Statistically, although patients between age 20 and 50 need rarely undergo lumbosacral X-rays for low-back pain, one of the symptoms which should trigger suspicion is unremitting pain.

• If the patient describes pain which is positional, this generally points to a mechanical cause.

• Pain worsened by sitting, arising, or associated with flexion and rotation is often discogenic.

• Pain worsened by extension is often related to the facet joint.

• Pain exacerbated by walking is often associated with lumbar spinal stenosis.

• But … pain which is unrelieved at night in any position may signify an underlying malignancy. This is especially true if there has been an associated loss of appetite, weight, or other constitutional symptoms such as change in bowel habits. At any rate, although most patients with this symptom do not have malignancy, this symptom should nevertheless trigger a more thorough diagnostic evaluation. One needs to have a high index of suspicion in these patients.

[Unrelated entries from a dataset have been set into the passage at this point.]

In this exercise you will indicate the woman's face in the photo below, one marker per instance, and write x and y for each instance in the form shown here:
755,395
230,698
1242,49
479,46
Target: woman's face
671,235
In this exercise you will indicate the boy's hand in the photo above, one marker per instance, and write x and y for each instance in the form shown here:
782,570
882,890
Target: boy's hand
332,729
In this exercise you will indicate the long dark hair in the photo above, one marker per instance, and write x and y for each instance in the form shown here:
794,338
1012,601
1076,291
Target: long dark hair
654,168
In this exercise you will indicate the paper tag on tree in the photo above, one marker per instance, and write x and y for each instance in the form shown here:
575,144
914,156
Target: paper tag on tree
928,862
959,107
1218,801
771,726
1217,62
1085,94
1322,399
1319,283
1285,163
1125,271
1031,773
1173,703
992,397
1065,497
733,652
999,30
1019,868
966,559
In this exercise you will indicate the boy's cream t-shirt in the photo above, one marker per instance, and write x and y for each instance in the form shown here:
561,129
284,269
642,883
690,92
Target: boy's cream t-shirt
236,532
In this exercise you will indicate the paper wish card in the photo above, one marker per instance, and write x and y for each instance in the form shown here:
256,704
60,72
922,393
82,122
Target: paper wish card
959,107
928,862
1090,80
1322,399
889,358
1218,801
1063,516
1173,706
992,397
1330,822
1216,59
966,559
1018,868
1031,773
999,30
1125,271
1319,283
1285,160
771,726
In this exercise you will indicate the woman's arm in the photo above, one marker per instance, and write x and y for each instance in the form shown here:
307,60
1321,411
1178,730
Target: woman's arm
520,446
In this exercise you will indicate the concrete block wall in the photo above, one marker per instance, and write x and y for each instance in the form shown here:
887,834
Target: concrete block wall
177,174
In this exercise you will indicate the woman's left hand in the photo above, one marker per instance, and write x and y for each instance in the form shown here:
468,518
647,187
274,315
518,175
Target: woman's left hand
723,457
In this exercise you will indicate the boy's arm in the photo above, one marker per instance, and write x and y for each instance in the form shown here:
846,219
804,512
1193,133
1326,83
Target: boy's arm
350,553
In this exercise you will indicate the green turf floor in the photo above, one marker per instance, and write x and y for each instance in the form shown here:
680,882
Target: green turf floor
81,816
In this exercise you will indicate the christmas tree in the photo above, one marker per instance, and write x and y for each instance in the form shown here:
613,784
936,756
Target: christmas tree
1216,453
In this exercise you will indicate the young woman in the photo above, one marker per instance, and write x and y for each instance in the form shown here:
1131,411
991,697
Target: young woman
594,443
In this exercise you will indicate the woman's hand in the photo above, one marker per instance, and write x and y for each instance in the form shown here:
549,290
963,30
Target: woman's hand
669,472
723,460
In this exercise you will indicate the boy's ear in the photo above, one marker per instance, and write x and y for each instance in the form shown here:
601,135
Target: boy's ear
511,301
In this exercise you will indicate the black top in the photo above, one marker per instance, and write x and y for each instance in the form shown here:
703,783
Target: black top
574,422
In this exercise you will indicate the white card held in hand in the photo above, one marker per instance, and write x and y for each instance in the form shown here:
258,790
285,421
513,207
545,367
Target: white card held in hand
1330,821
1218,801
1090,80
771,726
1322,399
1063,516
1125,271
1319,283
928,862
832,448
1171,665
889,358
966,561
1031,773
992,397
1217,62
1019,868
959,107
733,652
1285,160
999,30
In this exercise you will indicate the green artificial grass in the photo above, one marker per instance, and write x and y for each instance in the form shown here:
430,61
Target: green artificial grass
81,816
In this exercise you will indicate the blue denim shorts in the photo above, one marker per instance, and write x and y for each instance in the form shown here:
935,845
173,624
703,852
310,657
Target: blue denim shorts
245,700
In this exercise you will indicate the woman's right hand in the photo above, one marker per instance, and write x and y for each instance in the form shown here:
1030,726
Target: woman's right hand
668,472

• The other broad category of patients with unremitting pain are those patients with non-malignant but non-mechanical pain. Patients with visceral pain  [caused by an injury or disorder of an internal organ] may present with complaints that seem musculoskeletal. A patient with perforated duodenal ulcer, for example, may present with acute mid-back pain which is severe and may be mistaken for muscular or spine pain. Only a high index of suspicion after thorough examination will lead to appropriate diagnostic testing.


In summary, most patients do not arrive with an easy answer to their diagnostic dilemmas. Patients have not read the textbook before arriving in the practitioner’s office. It is therefore imperative that every component of the medical history and physical examination be viewed discriminately and thought about judiciously.

The effect of nighttime and bed rest on pain is an important example of this. The pattern of clinical presentation should affect our clinical impression and, therefore, our diagnostic workup; this in turn affects our treatment plan.

Note: This information has not been evaluated by the FDA. It is general and not intended to diagnose, prevent, treat or cure any condition, illness or disease. It is very important that you make no change in your healthcare plan or health support regimen without researching and discussing it thoroughly in collaboration with your professional healthcare team.